The FAIR Principles
Rodare follows the FAIR (Findable, Accessible, Interoperable and Reusable) principles definition which is referenced from:
Note
Wilkinson, M. D. et al. The FAIR Guiding Principles for scientific data management and stewardship. Sci. Data 3:160018 doi: 10.1038/sdata.2016.18 (2016).To be Findable
- F1. (meta)data are assigned a globally unique and persistent identifier
- Each published record is registered in Datacite and receives a DOI.
- F2. data are described with rich metadata (defined by R1 below)
- Rodare uses DataCite's metadata scheme with minimum and recommended terms.
- F3. metadata clearly and explicitly include the identifier of the data it
describes
- The DOI is a mandatory field of each record.
- F4. (meta)data are registered or indexed in a searchable resource
- Metatadata of each record is indexed and searchable immediately after publishing directly in Rodare.
To be Accessible
- A1. (meta)data are retrievable by their identifier using a standardized
communications protocol
- Metadata can be harvested through the OAI-PMH interface as well as the public REST API
- A1.1 the protocol is open, free, and universally implementable
- The protocols specified below A1 are publicly available, free and universally implementable.
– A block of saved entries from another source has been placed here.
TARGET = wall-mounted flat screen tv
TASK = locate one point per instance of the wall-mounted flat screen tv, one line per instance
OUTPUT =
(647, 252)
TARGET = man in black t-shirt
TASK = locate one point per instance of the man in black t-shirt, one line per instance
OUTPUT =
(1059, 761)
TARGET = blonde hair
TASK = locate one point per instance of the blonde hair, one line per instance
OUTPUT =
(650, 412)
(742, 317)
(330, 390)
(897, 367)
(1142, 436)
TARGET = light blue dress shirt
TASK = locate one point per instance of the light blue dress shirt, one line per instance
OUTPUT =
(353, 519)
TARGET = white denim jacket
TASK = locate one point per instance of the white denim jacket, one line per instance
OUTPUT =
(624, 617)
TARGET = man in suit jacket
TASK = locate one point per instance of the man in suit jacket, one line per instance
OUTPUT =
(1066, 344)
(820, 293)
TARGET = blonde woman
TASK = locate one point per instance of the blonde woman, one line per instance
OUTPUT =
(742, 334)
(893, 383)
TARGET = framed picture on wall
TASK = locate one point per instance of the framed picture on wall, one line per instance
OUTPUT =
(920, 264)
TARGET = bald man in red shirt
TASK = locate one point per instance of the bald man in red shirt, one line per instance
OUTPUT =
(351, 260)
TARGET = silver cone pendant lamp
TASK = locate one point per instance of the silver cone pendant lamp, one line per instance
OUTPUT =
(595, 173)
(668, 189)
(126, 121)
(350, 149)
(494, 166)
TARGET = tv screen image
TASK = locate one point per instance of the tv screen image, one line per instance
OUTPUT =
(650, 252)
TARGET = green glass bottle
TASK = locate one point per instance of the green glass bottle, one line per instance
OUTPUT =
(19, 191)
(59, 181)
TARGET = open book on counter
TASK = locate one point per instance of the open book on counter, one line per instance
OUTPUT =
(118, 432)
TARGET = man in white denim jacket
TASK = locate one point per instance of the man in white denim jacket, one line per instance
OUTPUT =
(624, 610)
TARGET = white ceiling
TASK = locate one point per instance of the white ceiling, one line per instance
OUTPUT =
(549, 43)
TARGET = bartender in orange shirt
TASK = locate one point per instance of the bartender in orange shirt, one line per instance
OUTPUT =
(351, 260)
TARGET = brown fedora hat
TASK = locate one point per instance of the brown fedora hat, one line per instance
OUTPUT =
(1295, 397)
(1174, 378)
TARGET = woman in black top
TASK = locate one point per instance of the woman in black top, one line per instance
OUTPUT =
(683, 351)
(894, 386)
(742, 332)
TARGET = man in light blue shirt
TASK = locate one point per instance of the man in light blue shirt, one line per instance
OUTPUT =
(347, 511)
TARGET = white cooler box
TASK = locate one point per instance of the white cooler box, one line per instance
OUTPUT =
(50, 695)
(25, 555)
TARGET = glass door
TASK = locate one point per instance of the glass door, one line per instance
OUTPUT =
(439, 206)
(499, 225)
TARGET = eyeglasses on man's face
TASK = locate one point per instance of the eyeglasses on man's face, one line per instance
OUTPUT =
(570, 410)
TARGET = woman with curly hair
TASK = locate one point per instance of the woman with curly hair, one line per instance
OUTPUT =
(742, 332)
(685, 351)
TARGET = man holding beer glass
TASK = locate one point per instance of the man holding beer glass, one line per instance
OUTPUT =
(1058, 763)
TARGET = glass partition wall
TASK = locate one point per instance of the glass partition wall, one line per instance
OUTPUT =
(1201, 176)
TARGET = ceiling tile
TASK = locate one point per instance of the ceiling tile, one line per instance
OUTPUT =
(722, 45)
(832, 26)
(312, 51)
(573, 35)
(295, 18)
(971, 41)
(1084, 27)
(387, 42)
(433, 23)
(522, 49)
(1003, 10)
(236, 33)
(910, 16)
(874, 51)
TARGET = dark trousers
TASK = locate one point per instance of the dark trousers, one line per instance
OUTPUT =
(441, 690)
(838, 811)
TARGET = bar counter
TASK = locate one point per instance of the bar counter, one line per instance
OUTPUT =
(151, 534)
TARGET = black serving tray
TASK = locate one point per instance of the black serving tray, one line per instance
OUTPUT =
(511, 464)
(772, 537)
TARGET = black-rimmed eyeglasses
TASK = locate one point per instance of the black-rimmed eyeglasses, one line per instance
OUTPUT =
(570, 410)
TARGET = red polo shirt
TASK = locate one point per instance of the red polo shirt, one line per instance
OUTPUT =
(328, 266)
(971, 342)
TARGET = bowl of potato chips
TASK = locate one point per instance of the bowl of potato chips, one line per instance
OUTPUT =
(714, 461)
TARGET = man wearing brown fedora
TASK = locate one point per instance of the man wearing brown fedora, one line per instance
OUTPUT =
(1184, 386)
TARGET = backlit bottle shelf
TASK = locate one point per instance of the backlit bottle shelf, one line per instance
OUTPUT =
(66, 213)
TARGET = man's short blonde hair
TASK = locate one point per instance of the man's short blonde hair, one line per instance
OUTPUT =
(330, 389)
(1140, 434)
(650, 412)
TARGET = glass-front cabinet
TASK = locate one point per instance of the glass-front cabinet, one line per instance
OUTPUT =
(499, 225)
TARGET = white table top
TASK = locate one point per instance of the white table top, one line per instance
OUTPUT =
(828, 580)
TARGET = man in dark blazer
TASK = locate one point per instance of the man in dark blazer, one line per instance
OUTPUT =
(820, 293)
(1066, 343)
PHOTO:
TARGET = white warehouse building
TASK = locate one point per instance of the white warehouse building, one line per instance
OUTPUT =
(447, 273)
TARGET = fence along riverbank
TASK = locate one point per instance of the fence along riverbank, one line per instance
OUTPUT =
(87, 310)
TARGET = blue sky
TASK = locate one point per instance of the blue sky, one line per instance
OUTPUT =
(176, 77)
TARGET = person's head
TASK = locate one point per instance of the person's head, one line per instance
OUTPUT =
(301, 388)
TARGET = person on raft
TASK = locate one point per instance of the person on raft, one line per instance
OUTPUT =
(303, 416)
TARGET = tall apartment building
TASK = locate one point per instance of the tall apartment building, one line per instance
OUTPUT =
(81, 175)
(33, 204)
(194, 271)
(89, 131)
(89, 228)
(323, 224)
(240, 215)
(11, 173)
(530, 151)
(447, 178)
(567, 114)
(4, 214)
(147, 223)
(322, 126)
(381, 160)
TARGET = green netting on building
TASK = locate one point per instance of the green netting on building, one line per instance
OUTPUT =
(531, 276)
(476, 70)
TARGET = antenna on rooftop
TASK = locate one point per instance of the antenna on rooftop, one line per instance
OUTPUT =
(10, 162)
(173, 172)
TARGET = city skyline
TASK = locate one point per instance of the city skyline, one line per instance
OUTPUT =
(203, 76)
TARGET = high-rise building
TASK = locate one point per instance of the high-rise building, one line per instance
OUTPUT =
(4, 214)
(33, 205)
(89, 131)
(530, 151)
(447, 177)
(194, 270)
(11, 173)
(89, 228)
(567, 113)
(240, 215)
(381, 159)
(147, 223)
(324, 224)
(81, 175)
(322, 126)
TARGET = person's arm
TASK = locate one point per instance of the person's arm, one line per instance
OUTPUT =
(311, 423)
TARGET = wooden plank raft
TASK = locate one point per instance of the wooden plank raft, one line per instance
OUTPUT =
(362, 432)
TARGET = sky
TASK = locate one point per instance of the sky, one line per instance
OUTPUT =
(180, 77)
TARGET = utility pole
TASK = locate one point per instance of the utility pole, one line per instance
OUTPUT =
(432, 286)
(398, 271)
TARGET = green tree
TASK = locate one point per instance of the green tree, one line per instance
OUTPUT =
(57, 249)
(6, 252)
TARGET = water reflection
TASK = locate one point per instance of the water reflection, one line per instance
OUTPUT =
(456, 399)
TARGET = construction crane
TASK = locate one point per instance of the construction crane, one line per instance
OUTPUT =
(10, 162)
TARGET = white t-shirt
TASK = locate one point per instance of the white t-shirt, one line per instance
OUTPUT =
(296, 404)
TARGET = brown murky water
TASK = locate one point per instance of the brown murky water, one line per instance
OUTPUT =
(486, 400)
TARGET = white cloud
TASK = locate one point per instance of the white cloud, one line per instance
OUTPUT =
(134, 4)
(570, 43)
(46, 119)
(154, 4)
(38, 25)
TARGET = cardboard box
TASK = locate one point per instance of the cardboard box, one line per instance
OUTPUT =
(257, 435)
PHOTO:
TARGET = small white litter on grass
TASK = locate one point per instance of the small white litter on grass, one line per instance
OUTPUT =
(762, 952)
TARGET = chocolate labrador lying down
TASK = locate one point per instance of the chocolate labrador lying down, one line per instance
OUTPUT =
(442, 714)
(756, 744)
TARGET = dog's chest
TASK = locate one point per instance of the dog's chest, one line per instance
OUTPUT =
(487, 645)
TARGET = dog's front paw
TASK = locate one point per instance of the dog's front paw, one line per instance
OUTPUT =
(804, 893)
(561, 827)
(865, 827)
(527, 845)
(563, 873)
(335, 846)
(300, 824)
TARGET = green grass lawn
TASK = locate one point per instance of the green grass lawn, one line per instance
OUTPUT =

- A1.2 the protocol allows for an authentication and authorization
procedure, where necessary
- Metadata is always accessible without any authentication or authorization procedure.
- A2. metadata are accessible, even when the data are no longer available
- Metadata will be available, even if the files are no longer available in RODARE
To be Interoperable
- I1. (meta)data use a formal, accessible, shared, and broadly applicable
language for knowledge representation.
- Metadata is internally represented using JSON Schema. Metadata can be exported in popular formats, such as Dublin Core or DataCite Metadata Scheme.
- I2. (meta)data use vocabularies that follow FAIR principles
- Some metadata terms refer to external, publicly available vocabularies, e.g. OpenDefinition for licenses and OpenAIRE for grants.
- I3. (meta)data include qualified references to other (meta)data
- Each external metadata term is referenced by a resolvable URL.
To be Reusable
- R1. meta(data) are richly described with a plurality of accurate and
relevant attributes
- Each record must contain the mandatory terms of the DataCite Metadata Scheme and can additionally include additional DataCite fields or custom additions.
- R1.1. (meta)data are released with a clear and accessible data usage
license
- License is a mandatory term for Open Access and Embargoed records and needs to be specified.
- Data which is downloaded by a user is subject to the specified license in the metadata.
- R1.2. (meta)data are associated with detailed provenance
- Every data and metadata uploaded to RODARE is associated to a registered RODARE user.
- In the record's metadata the original authors can be specified.
- R1.3. (meta)data meet domain-relevant community standards
- RODARE is a multi-domain institutional repository. The DataCite Metadata Scheme is a broadly applicable and universally accepted cross-domain metadata standard.